I seem to have hit a nasty loop where I have a long and productive day at the office, and come away without substantially less work to do. Much of this is that I gave my students maybe too much homework for the last few weeks, and now have several long and difficult assignments I have to grade and write coherent answer keys for. I don't much like making LaTeX-typeset answer keys, but students greatly appreciate it and supplementary materials like that underscore to the hiring committee my dedication to my students. Also it helps me catch the most likely errors students make if I have to think out not just the answers but exposition.

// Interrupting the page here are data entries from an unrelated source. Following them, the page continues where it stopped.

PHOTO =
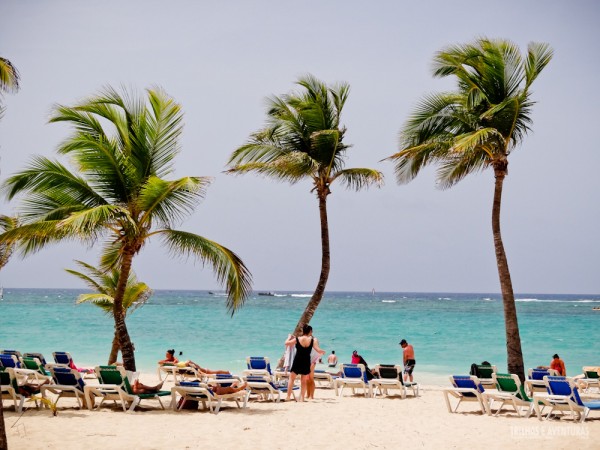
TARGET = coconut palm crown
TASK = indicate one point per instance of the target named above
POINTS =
(122, 149)
(104, 285)
(303, 139)
(473, 128)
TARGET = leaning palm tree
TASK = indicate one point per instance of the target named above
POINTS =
(303, 139)
(9, 79)
(105, 285)
(474, 128)
(122, 148)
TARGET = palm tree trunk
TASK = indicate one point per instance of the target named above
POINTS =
(120, 327)
(325, 265)
(513, 339)
(3, 441)
(114, 351)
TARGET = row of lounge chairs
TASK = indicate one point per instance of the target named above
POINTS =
(112, 383)
(544, 393)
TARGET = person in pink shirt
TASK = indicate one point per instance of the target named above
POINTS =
(409, 359)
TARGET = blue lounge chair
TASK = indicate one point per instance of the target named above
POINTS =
(465, 388)
(67, 383)
(563, 396)
(258, 365)
(353, 376)
(264, 387)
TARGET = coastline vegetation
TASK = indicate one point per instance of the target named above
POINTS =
(303, 139)
(474, 128)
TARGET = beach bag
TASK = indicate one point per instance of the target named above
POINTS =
(184, 403)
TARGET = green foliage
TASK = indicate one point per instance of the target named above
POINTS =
(122, 149)
(480, 123)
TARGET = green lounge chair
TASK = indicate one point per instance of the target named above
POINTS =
(511, 391)
(114, 385)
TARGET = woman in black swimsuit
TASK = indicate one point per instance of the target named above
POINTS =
(302, 364)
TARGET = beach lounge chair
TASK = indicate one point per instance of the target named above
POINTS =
(9, 388)
(591, 379)
(390, 377)
(114, 385)
(201, 392)
(465, 388)
(353, 376)
(563, 396)
(9, 360)
(264, 387)
(67, 383)
(64, 359)
(509, 391)
(535, 381)
(33, 363)
(257, 365)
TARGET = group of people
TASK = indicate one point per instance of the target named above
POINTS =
(303, 352)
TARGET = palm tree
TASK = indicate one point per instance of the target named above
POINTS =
(303, 139)
(105, 285)
(9, 79)
(474, 128)
(123, 148)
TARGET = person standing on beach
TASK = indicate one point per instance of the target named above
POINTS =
(332, 359)
(408, 359)
(302, 364)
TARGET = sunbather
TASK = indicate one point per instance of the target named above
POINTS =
(222, 390)
(139, 388)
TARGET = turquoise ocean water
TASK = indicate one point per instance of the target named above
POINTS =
(448, 331)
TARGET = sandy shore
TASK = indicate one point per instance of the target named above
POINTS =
(350, 422)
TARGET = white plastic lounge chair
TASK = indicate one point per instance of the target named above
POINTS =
(535, 380)
(264, 387)
(563, 396)
(509, 391)
(465, 388)
(390, 377)
(353, 376)
(114, 385)
(201, 392)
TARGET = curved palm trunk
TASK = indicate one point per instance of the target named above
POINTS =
(120, 327)
(114, 351)
(312, 305)
(513, 339)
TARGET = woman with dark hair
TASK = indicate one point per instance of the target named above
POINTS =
(302, 362)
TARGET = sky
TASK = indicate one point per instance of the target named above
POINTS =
(220, 60)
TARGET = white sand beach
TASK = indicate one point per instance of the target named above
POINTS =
(328, 422)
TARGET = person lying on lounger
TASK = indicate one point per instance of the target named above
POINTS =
(139, 388)
(222, 390)
(171, 359)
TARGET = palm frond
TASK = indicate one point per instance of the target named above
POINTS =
(358, 179)
(226, 265)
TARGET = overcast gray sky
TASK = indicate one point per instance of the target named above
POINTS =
(221, 59)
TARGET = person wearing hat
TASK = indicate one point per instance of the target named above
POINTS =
(409, 359)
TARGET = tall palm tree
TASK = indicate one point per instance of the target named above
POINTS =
(105, 285)
(303, 139)
(122, 148)
(474, 128)
(9, 79)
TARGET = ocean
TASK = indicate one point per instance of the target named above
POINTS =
(449, 331)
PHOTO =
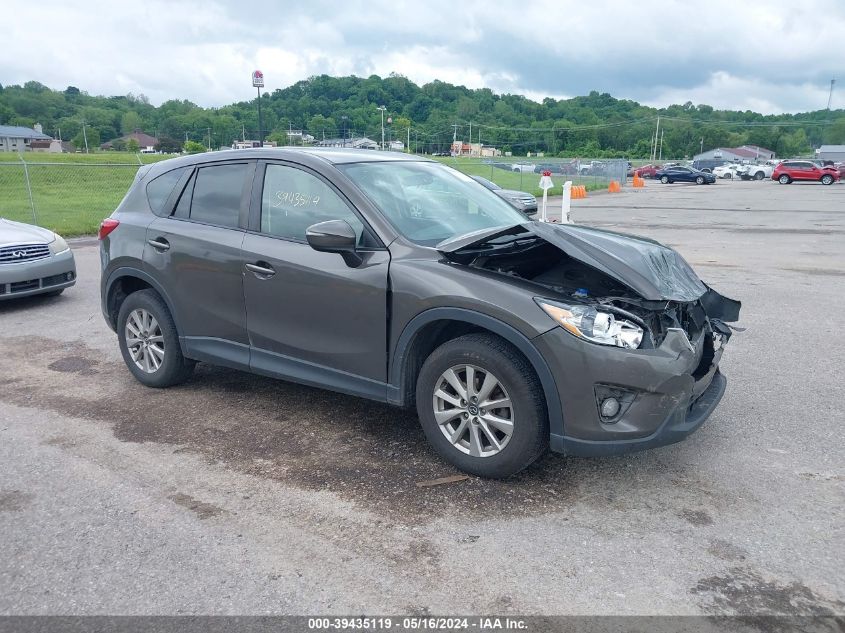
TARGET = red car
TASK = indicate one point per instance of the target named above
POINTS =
(790, 170)
(647, 171)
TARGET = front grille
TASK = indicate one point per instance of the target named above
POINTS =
(23, 253)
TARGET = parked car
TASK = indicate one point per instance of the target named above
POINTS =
(728, 170)
(399, 279)
(647, 171)
(33, 260)
(755, 172)
(679, 173)
(708, 164)
(519, 200)
(797, 170)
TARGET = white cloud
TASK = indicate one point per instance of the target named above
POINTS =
(770, 56)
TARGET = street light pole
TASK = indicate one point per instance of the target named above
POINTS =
(382, 109)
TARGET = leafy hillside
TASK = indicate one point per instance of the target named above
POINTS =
(593, 125)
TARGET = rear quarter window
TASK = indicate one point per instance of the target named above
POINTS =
(160, 188)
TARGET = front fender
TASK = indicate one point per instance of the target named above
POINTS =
(398, 379)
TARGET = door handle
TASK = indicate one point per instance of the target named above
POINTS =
(159, 244)
(262, 270)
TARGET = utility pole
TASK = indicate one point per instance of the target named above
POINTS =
(382, 109)
(656, 134)
(85, 136)
(661, 144)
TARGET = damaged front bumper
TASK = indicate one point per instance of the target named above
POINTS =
(664, 394)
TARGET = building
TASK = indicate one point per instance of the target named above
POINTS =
(16, 138)
(836, 153)
(361, 142)
(145, 141)
(744, 153)
(53, 146)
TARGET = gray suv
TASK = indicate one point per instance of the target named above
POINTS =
(399, 279)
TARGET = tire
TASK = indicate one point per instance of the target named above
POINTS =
(164, 348)
(473, 451)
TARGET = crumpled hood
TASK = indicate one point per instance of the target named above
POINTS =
(652, 270)
(12, 233)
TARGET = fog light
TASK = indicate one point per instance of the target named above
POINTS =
(609, 407)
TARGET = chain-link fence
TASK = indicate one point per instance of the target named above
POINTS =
(524, 174)
(69, 198)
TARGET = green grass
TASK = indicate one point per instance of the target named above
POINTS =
(73, 194)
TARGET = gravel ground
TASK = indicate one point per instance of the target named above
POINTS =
(235, 494)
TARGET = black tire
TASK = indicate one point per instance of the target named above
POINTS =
(175, 368)
(530, 436)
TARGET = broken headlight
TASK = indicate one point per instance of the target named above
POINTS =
(594, 325)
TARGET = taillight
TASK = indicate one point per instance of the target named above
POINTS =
(107, 226)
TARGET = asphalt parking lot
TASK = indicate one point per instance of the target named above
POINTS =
(235, 494)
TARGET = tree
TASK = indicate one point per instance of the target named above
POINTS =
(192, 147)
(169, 145)
(130, 122)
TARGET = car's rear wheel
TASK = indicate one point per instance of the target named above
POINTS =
(149, 341)
(481, 406)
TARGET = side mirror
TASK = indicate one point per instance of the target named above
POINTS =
(334, 236)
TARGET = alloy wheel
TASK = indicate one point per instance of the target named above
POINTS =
(144, 340)
(473, 410)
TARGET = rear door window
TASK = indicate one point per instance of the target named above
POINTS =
(218, 191)
(160, 188)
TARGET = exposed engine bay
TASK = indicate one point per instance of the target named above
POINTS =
(532, 258)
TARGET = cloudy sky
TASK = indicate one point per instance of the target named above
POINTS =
(768, 56)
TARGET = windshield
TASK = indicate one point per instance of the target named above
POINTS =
(429, 202)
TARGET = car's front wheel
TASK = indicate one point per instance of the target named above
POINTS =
(149, 341)
(481, 406)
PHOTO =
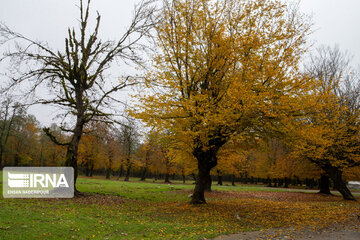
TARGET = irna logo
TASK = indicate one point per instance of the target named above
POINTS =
(38, 182)
(19, 180)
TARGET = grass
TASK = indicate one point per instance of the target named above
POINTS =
(145, 210)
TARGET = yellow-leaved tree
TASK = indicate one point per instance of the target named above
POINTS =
(223, 69)
(329, 134)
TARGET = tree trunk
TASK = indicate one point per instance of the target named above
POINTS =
(167, 178)
(269, 182)
(339, 184)
(128, 169)
(91, 170)
(108, 171)
(121, 171)
(16, 160)
(143, 174)
(1, 154)
(206, 161)
(72, 149)
(219, 177)
(286, 182)
(324, 184)
(87, 170)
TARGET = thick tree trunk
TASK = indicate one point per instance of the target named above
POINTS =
(121, 171)
(208, 183)
(16, 160)
(1, 154)
(286, 182)
(206, 161)
(91, 170)
(219, 177)
(143, 174)
(167, 178)
(108, 171)
(269, 182)
(128, 169)
(87, 170)
(339, 184)
(72, 149)
(324, 184)
(202, 182)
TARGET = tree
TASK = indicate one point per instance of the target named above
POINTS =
(75, 76)
(7, 115)
(224, 68)
(129, 139)
(329, 135)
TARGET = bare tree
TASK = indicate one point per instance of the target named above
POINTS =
(75, 77)
(332, 69)
(7, 116)
(129, 139)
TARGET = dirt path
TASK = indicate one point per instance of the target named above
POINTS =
(350, 232)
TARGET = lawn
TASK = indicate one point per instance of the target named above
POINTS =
(114, 209)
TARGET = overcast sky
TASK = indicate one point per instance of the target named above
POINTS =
(336, 22)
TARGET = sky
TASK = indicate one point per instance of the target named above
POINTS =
(335, 22)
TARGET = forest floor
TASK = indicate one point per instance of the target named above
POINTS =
(112, 209)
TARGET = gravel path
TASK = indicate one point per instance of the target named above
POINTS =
(348, 233)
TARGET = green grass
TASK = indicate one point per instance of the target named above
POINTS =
(135, 210)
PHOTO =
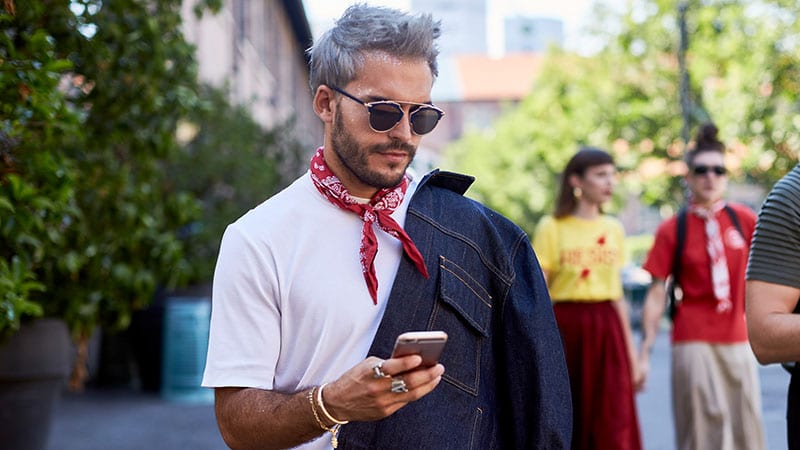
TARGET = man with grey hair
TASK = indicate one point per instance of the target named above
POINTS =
(313, 286)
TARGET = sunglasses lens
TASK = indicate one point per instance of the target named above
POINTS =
(384, 116)
(702, 170)
(424, 119)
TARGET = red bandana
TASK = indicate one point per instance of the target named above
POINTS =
(378, 211)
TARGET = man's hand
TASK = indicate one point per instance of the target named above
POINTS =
(360, 395)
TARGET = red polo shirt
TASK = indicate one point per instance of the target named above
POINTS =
(696, 318)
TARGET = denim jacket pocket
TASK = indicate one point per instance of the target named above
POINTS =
(464, 311)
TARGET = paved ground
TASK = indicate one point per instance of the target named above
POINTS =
(127, 419)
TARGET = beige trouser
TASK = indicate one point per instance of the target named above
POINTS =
(716, 397)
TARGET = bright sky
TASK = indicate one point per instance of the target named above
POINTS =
(573, 13)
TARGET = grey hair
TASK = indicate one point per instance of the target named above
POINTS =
(338, 55)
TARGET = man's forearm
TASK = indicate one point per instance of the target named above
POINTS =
(251, 418)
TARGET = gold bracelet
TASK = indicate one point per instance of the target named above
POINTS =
(334, 430)
(325, 411)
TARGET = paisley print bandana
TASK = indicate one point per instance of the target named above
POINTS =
(377, 211)
(716, 252)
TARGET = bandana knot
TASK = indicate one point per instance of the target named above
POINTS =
(378, 211)
(715, 247)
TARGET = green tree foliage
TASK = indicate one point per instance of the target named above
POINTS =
(743, 60)
(91, 93)
(230, 164)
(36, 180)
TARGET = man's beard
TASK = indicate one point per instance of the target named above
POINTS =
(355, 157)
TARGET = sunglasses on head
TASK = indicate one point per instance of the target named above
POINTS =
(702, 170)
(386, 114)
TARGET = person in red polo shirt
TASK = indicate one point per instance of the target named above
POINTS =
(716, 400)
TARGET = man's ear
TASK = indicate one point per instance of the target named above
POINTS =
(324, 104)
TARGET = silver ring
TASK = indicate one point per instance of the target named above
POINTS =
(398, 385)
(377, 371)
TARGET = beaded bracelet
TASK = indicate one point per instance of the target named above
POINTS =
(334, 430)
(325, 411)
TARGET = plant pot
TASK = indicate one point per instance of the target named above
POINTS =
(34, 365)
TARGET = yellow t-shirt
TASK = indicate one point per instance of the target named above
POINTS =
(582, 258)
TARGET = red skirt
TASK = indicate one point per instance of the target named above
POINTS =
(603, 403)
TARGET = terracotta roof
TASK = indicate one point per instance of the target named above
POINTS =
(483, 78)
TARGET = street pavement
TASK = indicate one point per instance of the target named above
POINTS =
(128, 419)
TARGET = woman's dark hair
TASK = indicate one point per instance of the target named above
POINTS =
(706, 141)
(585, 158)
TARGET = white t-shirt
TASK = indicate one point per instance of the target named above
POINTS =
(291, 308)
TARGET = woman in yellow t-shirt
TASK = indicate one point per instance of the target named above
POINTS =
(581, 252)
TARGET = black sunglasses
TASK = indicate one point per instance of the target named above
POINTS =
(702, 170)
(386, 114)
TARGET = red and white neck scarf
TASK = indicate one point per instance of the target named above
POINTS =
(377, 211)
(716, 252)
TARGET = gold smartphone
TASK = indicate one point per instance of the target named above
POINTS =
(428, 344)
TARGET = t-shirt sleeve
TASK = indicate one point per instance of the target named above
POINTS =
(244, 339)
(775, 251)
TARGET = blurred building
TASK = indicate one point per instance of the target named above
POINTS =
(464, 25)
(532, 34)
(257, 49)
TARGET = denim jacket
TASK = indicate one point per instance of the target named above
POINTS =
(505, 383)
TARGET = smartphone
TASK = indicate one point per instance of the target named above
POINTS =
(428, 344)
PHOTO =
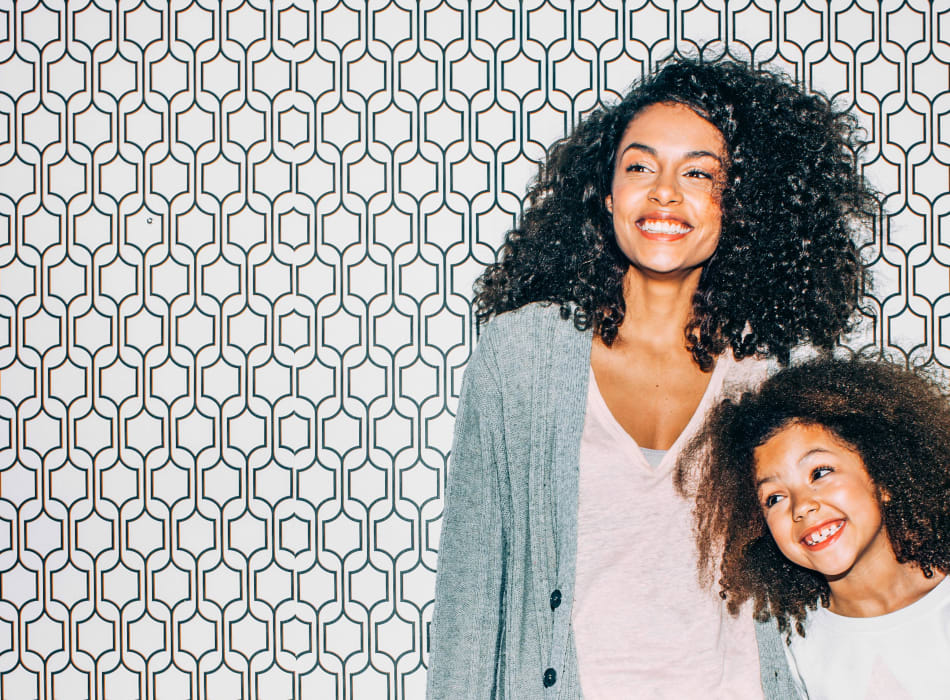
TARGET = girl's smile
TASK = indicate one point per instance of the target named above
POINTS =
(820, 505)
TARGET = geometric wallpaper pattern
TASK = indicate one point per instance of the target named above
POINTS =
(237, 244)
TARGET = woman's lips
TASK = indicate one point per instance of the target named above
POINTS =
(663, 228)
(823, 535)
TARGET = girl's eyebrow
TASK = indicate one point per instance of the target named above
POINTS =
(652, 151)
(812, 451)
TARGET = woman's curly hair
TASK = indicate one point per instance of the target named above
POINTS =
(786, 269)
(896, 420)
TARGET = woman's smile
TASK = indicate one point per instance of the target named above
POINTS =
(662, 227)
(665, 193)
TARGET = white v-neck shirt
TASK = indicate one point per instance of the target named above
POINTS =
(643, 626)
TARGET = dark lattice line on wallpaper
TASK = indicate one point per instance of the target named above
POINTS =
(237, 243)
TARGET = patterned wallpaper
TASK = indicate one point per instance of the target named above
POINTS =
(237, 243)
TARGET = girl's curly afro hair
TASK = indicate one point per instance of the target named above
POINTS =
(786, 269)
(896, 420)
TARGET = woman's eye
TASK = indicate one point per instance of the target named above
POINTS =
(819, 472)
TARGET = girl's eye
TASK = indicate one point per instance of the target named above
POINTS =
(819, 472)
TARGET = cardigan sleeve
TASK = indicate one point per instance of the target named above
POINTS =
(466, 633)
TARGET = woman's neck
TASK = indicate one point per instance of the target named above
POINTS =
(657, 307)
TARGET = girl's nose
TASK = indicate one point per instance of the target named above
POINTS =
(803, 504)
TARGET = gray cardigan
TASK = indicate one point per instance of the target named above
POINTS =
(505, 584)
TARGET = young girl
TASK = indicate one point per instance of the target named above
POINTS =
(831, 485)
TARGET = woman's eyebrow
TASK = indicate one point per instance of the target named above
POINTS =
(635, 145)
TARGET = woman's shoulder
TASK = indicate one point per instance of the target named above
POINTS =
(531, 338)
(535, 322)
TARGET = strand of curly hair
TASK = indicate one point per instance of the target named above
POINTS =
(786, 269)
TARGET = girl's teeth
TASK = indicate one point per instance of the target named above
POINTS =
(823, 534)
(662, 226)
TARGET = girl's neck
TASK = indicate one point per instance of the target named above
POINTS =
(855, 596)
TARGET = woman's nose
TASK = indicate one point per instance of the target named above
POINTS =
(665, 190)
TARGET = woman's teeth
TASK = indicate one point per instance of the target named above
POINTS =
(820, 536)
(663, 226)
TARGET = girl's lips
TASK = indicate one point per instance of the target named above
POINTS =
(823, 535)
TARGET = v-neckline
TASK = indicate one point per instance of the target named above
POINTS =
(713, 387)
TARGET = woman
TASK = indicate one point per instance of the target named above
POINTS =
(671, 243)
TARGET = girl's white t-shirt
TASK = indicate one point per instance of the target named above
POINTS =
(643, 626)
(903, 655)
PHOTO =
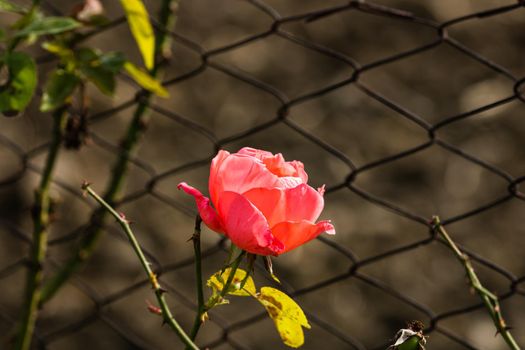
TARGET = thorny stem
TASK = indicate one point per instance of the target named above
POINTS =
(489, 299)
(41, 221)
(135, 130)
(196, 238)
(159, 292)
(234, 266)
(204, 308)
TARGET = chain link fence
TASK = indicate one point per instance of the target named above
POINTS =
(404, 109)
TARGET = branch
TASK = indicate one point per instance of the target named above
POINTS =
(159, 292)
(112, 193)
(41, 220)
(489, 299)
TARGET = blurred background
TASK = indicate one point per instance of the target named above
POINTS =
(404, 109)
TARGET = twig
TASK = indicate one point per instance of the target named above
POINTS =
(112, 193)
(489, 299)
(159, 292)
(204, 308)
(41, 220)
(196, 238)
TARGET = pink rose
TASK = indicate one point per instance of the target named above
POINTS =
(262, 203)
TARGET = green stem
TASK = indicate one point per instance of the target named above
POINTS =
(202, 310)
(233, 269)
(41, 220)
(489, 299)
(159, 292)
(135, 130)
(198, 277)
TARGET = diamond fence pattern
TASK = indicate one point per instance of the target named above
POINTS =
(356, 294)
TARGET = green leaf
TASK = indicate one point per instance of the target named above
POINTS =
(288, 317)
(8, 6)
(86, 55)
(140, 26)
(217, 281)
(101, 77)
(408, 339)
(412, 343)
(145, 80)
(49, 25)
(113, 61)
(59, 89)
(17, 90)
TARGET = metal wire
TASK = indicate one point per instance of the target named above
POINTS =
(355, 266)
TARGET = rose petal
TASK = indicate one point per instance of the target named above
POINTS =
(276, 164)
(294, 234)
(246, 226)
(214, 168)
(292, 204)
(207, 213)
(239, 173)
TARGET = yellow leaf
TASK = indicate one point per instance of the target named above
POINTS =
(145, 80)
(217, 281)
(140, 26)
(288, 317)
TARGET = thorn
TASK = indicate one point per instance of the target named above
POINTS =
(153, 309)
(85, 185)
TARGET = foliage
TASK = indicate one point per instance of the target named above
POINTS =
(76, 67)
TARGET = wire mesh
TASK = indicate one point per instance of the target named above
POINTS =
(388, 105)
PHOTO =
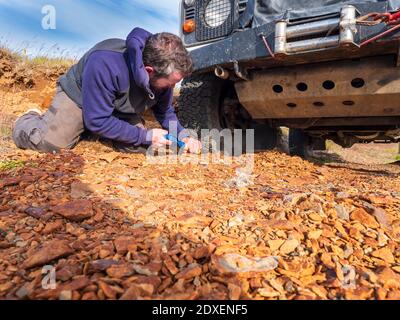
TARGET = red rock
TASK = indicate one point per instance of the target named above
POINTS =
(131, 294)
(190, 272)
(80, 190)
(150, 269)
(50, 251)
(77, 210)
(120, 271)
(385, 254)
(52, 226)
(35, 212)
(365, 218)
(200, 252)
(101, 265)
(68, 272)
(122, 243)
(108, 291)
(89, 296)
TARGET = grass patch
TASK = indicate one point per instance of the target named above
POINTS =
(7, 165)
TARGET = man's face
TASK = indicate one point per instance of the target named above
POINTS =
(165, 82)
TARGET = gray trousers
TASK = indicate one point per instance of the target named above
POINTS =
(60, 127)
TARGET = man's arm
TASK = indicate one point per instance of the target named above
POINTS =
(98, 88)
(165, 114)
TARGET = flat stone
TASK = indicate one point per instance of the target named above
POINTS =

To my frustration I noticed in working out one assignment there was a typo in a differential equation, making that problem harder and not accurate for the physical situation it was representing (in a way that wasn't obvious until the heavy lifting was done). I turned that into a great hook for the class, though, by saying there was an error and if you looked at the answer you'd realize what it was and how to fix it; so far nobody's e-mailed me with an identification of the typo. The typo by itself isn't particularly frustrating, but I noticed in my old class notes that I gave the same problem when I taught the same course two years ago, with the same typo in my assignment sheet.

And here's one of those not-difficult student issues. One of the ``ghost'' students, who's never shown up for class since the first two weeks, nor turned in any assignments except the first homework and the midterm, turned up yesterday with homeworks two through the one due tomorrow. I'm willing to let people turn things in a day or two late, for cause, but three months? When the answer keys have been on the class web site since the week after their due date? When the web page download summary -- there are times I really like the online class supports here -- shows the student downloaded all the answer keys three days ago? It's not the cheating that bugs me so much as the lazy cheating.

Trivia: In 1901 there were 26 manufacturers of (detachable) shirt collars and cuffs in Troy, New York. Source: Troy: A Collar City History, Don Rittner.

Currently Reading: The Longest Battle, Richard Hough.